Re: Adding atomic primops

5 May 2014

      One last comment -- none of the above is to suggest that I don't think we
should eventually have a memory model (a la Java or C++11).  But I (and
Johan) don't think the addition of the primops Johan listed should wait on
it.  Further, I don't think these primops make the state of affairs any
worse, given that we've *already* had the combination of IORef operations &
parallel IO Threads for a long time, without a memory model.

I think the informal agreement we've been muddling along with is something
like this:

   - IORef operations have the same behavior as the analogous C operations
   -- no implied synchronization
   - all IORef ops are "volatile" wrt GHC (GHC won't reordered)
   - atomicModifyIORef does what its name implies

Though I confess, I'm personally unclear on what the agreement is in at
least two places:

   - What Haskell operations constitute grabbing a "lock" to protect IORef
   reads and writes?  (We often use MVar based strategies for locking, but do
   they give a *guarantee* that they provide the necessary memory fences
   for the previous/subsequent IORef operations?)
   - Is the de-facto "volatile" status I implied before extended to the
   backends (C / LLVM)?  I don't know but assume not.  Note that even if not,
   this doesn't cause a problem for the proposed atomic primops, all of which
   are themselves

Perhaps I and others get away with this level of murkiness because we
depend on IORefs so little, with so much happening in the pure code ;-).

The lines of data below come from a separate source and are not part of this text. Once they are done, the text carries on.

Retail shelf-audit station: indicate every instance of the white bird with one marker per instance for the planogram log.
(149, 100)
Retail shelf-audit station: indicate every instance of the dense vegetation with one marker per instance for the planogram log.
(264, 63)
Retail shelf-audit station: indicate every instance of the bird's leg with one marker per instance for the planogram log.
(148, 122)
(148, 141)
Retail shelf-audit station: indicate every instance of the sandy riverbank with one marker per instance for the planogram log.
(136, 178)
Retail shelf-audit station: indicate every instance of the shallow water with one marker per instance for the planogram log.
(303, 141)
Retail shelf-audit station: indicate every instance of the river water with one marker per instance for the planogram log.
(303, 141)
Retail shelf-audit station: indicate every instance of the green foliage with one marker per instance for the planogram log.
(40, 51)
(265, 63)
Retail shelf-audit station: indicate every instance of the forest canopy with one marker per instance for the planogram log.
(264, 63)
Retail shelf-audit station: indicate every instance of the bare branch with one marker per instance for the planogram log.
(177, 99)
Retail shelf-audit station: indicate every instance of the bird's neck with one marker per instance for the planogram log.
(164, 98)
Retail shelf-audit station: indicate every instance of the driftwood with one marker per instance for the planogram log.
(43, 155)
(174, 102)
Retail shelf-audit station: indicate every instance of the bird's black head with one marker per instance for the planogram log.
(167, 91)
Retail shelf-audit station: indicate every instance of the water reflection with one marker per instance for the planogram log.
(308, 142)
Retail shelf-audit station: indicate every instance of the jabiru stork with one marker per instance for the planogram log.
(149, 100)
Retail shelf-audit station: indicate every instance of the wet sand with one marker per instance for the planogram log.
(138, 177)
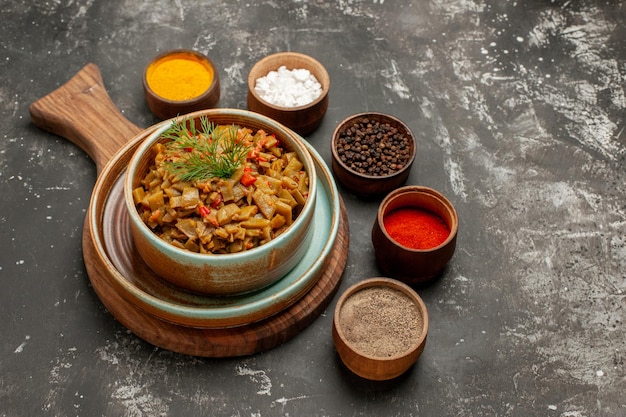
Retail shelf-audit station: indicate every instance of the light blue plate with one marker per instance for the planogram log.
(140, 286)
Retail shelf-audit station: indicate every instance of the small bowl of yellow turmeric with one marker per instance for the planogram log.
(180, 81)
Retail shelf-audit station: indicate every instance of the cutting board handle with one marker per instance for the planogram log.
(82, 112)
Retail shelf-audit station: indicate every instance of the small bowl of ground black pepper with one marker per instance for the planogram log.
(372, 153)
(414, 234)
(379, 328)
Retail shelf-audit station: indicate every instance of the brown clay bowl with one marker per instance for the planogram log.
(356, 175)
(414, 266)
(380, 327)
(302, 119)
(166, 108)
(223, 274)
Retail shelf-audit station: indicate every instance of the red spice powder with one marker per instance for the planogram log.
(416, 228)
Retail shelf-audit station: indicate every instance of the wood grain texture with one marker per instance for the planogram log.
(225, 342)
(82, 112)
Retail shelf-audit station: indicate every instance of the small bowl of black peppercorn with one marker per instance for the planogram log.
(372, 153)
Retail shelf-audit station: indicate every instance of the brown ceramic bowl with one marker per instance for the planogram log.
(223, 274)
(353, 174)
(303, 119)
(414, 266)
(203, 95)
(379, 328)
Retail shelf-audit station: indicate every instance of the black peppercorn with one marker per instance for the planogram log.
(373, 148)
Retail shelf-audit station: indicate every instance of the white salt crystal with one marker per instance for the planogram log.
(288, 88)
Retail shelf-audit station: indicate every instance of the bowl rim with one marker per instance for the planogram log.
(207, 93)
(325, 81)
(389, 283)
(418, 189)
(172, 250)
(381, 115)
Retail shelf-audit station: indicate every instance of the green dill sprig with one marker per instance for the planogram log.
(200, 154)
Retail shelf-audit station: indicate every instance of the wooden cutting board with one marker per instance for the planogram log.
(82, 112)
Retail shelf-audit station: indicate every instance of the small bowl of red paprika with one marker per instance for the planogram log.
(414, 234)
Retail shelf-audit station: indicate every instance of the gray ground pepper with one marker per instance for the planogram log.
(380, 321)
(373, 148)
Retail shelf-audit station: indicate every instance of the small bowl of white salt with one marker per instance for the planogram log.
(291, 88)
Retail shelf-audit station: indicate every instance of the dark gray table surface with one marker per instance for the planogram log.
(519, 111)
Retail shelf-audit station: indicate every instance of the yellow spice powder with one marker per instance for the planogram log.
(179, 77)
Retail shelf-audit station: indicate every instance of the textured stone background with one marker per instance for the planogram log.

Ah, and last of all -- while we do need to sort out all this stuff -- I
want to point out that adding Johan's proposed primops isn't the key
decision point.  That ship sailed with 7.2 ;-).  This is just about
fleshing out what's already there (e.g. fetch and Xor in addition to fetch
and Add) and improving the implementations by going to in-line primops.

Best,
  -Ryan

On Mon, May 5, 2014 at 12:25 AM, Ryan Newton  wrote:
...
For Johan's primops to work, each primop must represent a full memory
...
fence that is respected both by the architecture, and by *both*compilers (GHC & LLVM).  Since I don't think GHC is a problem, let's talk
about LLVM.  We need to verify that LLVM understands not to float regular
loads and stores past one of its own atomic instructions.  If that is the
case (even without anything being marked "volatile"), then I think we are
in ok shape, right?
Clarification -- this is assuming we're using the "SequentiallyConsistent"
setting in the LLVM backend to get full fences on each op, which correspond
to the gcc-compatible __sync_* builtins:
http://llvm.org/docs/Atomics.html#sequentiallyconsistent